犬と暮らす人

2011年1月まで、ラブラドール・レトリーバー「タイスケ」と暮らしていた、表はフリーのシステムエンジニア、裏はなんちゃってジャズギター弾きの日常。

「新選組!」は合格点

  • ドラマ

評判のよくない、大河ドラマ新選組!」だが、毎週観ている。裏を観る気になれないのと、三谷作品は、やはり追いかけざるをえないという思いがあるのが理由だ。学生の頃、芝居にはまり、当時最盛期だった第三舞台の大阪公演を追いかけ、自分でも、前衛っぽい芝居をやっていた身としては、三谷のウェルメイドな一連の作品は、気になる存在だった。
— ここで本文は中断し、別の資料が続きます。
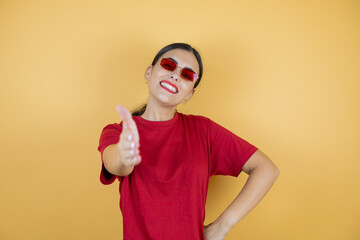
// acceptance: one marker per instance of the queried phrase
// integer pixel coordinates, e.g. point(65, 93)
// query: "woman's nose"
point(174, 76)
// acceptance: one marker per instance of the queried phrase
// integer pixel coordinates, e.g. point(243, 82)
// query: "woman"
point(163, 159)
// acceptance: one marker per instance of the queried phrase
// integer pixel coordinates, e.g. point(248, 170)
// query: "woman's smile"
point(168, 86)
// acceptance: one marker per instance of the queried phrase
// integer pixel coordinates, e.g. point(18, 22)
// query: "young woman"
point(163, 159)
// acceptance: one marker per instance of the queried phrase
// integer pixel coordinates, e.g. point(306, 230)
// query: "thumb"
point(128, 121)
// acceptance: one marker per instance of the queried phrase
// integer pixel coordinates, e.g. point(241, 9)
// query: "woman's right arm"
point(120, 159)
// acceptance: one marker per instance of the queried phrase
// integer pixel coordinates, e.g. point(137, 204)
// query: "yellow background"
point(284, 75)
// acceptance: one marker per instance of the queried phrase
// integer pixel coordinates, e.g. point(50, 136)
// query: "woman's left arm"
point(262, 175)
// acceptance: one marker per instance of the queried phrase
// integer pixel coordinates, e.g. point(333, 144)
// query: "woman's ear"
point(148, 73)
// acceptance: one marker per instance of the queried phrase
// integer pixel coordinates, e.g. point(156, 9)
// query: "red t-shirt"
point(164, 197)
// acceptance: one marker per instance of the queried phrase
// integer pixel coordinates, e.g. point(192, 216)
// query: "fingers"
point(128, 122)
point(129, 139)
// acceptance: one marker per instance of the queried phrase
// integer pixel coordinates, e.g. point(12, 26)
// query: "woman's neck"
point(154, 113)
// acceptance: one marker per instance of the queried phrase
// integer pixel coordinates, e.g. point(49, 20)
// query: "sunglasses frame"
point(181, 69)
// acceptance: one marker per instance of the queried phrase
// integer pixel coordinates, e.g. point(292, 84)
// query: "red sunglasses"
point(171, 65)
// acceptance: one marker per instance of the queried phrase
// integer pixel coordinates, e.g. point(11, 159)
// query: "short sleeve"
point(228, 152)
point(109, 135)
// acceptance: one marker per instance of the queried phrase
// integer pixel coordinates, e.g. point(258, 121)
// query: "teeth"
point(168, 86)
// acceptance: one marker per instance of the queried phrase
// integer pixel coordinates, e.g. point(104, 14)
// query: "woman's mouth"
point(168, 86)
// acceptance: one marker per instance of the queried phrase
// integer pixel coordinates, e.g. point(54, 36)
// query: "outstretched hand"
point(129, 141)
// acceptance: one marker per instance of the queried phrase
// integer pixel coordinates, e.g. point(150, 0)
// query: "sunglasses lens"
point(168, 64)
point(188, 74)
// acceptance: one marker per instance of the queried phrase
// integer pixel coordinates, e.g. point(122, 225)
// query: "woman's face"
point(168, 87)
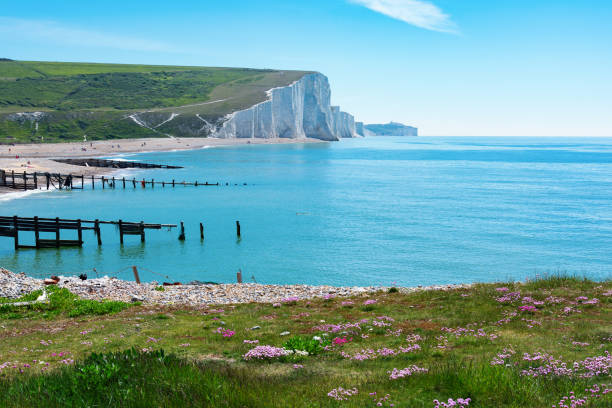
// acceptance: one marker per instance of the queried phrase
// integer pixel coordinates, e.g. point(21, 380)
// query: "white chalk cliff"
point(297, 111)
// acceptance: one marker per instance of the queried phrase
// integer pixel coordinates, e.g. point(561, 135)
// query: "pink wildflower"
point(340, 394)
point(395, 374)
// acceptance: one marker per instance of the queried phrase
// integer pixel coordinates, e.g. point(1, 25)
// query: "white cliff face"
point(297, 111)
point(343, 123)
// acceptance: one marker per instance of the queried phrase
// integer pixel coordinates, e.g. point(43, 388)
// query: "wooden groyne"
point(11, 226)
point(115, 164)
point(35, 181)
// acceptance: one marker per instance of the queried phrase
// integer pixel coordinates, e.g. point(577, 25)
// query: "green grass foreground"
point(470, 341)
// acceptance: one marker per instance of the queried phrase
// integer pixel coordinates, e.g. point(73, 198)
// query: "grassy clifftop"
point(499, 345)
point(96, 100)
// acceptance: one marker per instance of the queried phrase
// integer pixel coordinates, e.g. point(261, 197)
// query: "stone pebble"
point(13, 285)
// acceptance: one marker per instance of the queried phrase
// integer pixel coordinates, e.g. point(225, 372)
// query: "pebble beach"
point(14, 285)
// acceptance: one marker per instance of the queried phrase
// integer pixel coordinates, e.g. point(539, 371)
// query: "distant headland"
point(386, 129)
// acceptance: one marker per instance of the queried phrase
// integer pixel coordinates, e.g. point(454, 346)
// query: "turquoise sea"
point(374, 211)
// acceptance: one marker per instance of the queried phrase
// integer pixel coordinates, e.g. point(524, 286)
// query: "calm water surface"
point(404, 210)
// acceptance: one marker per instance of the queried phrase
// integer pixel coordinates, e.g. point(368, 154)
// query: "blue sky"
point(450, 67)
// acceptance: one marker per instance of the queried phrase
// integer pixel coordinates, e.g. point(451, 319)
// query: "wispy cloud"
point(420, 13)
point(53, 32)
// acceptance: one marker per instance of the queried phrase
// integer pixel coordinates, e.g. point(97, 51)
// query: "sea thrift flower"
point(500, 358)
point(340, 394)
point(395, 333)
point(395, 373)
point(413, 338)
point(509, 297)
point(459, 402)
point(265, 353)
point(225, 332)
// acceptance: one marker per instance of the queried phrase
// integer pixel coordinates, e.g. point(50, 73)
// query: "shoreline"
point(13, 285)
point(38, 157)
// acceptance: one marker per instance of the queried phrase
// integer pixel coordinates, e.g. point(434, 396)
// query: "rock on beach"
point(13, 285)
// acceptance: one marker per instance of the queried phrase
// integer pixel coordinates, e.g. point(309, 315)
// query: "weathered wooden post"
point(97, 231)
point(57, 232)
point(16, 228)
point(182, 234)
point(80, 232)
point(136, 277)
point(36, 233)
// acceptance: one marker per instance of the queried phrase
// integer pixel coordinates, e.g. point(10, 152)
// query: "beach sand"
point(37, 157)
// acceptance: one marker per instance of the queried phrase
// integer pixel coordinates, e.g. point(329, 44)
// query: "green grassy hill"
point(96, 100)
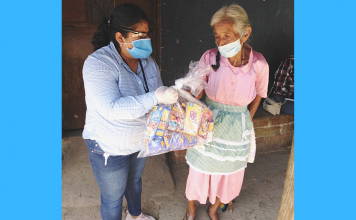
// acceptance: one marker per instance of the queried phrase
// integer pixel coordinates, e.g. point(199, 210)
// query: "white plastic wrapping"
point(181, 125)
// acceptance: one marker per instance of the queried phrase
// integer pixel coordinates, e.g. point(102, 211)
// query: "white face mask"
point(231, 49)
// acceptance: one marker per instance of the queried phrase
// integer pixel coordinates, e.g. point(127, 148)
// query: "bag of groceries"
point(184, 124)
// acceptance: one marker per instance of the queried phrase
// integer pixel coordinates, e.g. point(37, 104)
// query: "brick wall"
point(273, 133)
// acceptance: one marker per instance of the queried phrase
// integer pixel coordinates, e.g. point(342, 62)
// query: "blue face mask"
point(231, 49)
point(142, 48)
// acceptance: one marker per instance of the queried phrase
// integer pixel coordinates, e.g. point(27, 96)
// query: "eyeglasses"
point(136, 33)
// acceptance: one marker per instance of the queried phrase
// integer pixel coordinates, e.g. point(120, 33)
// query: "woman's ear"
point(119, 38)
point(246, 34)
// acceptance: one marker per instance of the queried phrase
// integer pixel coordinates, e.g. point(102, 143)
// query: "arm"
point(261, 88)
point(102, 94)
point(254, 105)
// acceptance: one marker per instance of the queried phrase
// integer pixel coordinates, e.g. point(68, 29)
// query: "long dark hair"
point(126, 15)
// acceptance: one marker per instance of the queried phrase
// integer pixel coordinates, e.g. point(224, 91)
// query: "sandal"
point(207, 211)
point(186, 216)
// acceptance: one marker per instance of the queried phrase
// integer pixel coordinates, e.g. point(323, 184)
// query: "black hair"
point(126, 15)
point(217, 65)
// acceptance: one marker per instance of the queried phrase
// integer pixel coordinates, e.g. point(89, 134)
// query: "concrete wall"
point(186, 32)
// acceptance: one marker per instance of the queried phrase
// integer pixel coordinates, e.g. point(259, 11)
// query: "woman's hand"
point(254, 105)
point(166, 95)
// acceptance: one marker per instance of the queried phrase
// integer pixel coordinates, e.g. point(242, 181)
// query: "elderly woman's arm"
point(254, 105)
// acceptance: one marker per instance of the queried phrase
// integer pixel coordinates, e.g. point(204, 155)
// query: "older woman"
point(239, 80)
point(122, 84)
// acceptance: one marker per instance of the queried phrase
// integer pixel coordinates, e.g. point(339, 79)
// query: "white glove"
point(166, 95)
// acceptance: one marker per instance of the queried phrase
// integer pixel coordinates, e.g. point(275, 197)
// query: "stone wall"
point(273, 133)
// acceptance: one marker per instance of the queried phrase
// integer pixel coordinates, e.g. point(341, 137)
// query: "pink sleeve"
point(262, 81)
「ショウマストゴーオン」「罠」「巌流島」「笑の大学」「君となら」「アパッチ砦の攻防」 どれもこれも水準以上の出来を誇る作品だ。
ところが、ドラマとなると、当たり外れが大きくなる。「古畑任三郎」「王様のレストラン」は成功。「竜馬におまかせ!」「総理と呼ばないで」は失敗。「合言葉は勇気」はビミョー。
で、「新選組!」だが、評判はよろしくない。坂本竜馬近藤勇が江戸で知り合いだったとか、滝本捨介(架空の人物)の粗相があったから、桂小五郎池田屋の難を逃れたとか、そういう枝葉のところに反応してクサす人がおおいようだが、オレは結構楽しんでいる。昨晩放送された「源さん、死す」の回を見ていて、ああ、そういえば、三谷さん、以前に、「『天下御免』のような時代劇がやりたかった」といってたなぁ、と思い至った。鳥羽・伏見の戦いを描いた今回のエピソードでは、極限の状態におかれた新選組の面々に、なにか、一種のトランス状態に陥ったような明るさが満ちている。永倉新八は、薩摩の旗印を分捕ってきたと自慢気に語るし、原田佐ノ助は銃で打ち抜かれた隊士の羽織の穴に指を突っ込んで笑っている。悪戯小僧のような彼らの行動を、鬼の副長、土方歳三は微笑ましく見ている。そうか、こういう群像劇を、三谷さんはやりたかったんだなー、新選組は、確かにうってつけの素材かもしれないなー、と思いながら見ていた。そして、源さん、井上源三郎の死。途中、マトリックスばりの、銃弾の軌跡の表現まであったりして、これぁやり過ぎ、と思ったが、源さんが撃たれてからは、「強く抱きしめろ! 魂が抜けないように!」と叫ぶ島田魁や、弾かれたように薩摩の軍勢に飛び掛り、見境なく無茶苦茶に切り倒していく斎藤一に、普通にジンときた。
最初から観てきたものの感想として、全体のシリーズ構成は、巧いと思う。前半、多摩での試衛館の面々の長閑で幸福な日常と、中盤、京に向かい、浪士組から新選組へと発展していく流れ、そして後半、様々な行き違いで次々に仲間を失っていく悲痛な展開。青春群像劇としての新選組という、三谷の思惑がくっきりと浮かび上がる。ここ数年の大河ドラマでは、視聴率的には苦戦かもしれないが、思いのほか良質の出来だと思う。ただ、香取クンの芝居は、一直線で、あんまり面白くないね。周りの芸達者(小林隆山本太郎山口智充ら)に支えてもらってるって感じだ。でも、いい経験になったんじゃないですか。ただ、「新選組」撮りながら、「ハットリくん」をやったのはいただけないなぁ。アイドルは、仕方ないんですかね。